A test case is a blueprint provided by deepeval to unit test LLM outputs based on five parameters:

  • input
  • actual_output
  • [Optional] expected_output
  • [Optional] context
  • [Optional] retrieval_context
  • [Optional] latency (float)
  • [Optional] cost (float)

Except for actual_output, all parameters should originate from your evaluation dataset (if you have one). Here's an example implementation of a test case:

test_case = LLMTestCase(
input="What if these shoes don't fit?",
expected_output="You're eligible for a 30 day refund at no extra cost.",
actual_output="We offer a 30-day full refund at no extra cost.",
context=["All customers are eligible for a 30 day full refund at no extra cost."],
retrieval_context=["Only shoes can be refunded."],
latency=10.0
)

Note that only input and actual_output are mandatory.
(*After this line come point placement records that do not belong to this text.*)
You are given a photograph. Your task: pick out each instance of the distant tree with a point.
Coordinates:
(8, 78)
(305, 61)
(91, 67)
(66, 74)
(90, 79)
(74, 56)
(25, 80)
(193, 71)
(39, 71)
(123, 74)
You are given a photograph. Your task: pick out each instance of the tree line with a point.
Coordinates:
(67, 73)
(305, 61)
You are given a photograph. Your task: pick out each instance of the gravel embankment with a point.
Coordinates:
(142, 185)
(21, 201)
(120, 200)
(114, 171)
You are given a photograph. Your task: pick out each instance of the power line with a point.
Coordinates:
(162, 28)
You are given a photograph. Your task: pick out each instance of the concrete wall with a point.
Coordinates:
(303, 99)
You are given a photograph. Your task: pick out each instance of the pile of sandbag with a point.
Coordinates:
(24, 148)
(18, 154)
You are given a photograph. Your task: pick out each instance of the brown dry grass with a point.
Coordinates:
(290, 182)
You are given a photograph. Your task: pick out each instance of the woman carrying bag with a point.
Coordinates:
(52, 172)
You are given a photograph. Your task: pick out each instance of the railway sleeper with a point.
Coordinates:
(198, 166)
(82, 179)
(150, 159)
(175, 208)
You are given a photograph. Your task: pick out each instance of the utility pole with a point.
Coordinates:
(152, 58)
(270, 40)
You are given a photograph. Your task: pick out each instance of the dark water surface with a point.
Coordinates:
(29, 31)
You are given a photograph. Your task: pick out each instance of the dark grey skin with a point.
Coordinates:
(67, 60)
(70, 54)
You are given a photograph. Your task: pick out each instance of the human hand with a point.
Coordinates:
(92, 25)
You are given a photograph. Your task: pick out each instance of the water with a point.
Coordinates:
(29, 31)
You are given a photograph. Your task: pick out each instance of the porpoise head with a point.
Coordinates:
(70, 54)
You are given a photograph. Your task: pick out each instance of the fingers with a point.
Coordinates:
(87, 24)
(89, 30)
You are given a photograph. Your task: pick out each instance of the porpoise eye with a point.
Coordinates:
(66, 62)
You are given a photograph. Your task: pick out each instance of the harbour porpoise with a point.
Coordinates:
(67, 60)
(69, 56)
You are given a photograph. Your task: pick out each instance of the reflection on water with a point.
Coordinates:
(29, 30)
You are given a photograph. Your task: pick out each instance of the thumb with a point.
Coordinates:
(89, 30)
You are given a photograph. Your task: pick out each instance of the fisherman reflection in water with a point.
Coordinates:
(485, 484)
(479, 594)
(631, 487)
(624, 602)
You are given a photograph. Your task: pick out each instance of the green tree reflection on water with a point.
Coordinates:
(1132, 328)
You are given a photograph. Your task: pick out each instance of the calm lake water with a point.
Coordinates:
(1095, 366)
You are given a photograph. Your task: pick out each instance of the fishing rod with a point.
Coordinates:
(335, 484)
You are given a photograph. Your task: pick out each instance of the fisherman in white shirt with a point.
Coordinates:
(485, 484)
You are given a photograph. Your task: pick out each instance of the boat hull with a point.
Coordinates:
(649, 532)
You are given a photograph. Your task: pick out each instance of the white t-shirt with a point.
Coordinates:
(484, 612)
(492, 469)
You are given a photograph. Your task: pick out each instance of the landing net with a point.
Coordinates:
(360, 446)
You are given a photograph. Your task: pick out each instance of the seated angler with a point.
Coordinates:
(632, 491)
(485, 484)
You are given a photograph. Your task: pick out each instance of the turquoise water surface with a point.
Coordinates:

However, depending on the specific metric you're evaluating your test cases on, you may or may not require a retrieval_context, expected_output and/or context as additional parameters. For example, you won't need expected_output and context if you're just measuring answer relevancy, but if you're evaluating hallucination you'll have to provide context in order for deepeval to know what the ground truth is.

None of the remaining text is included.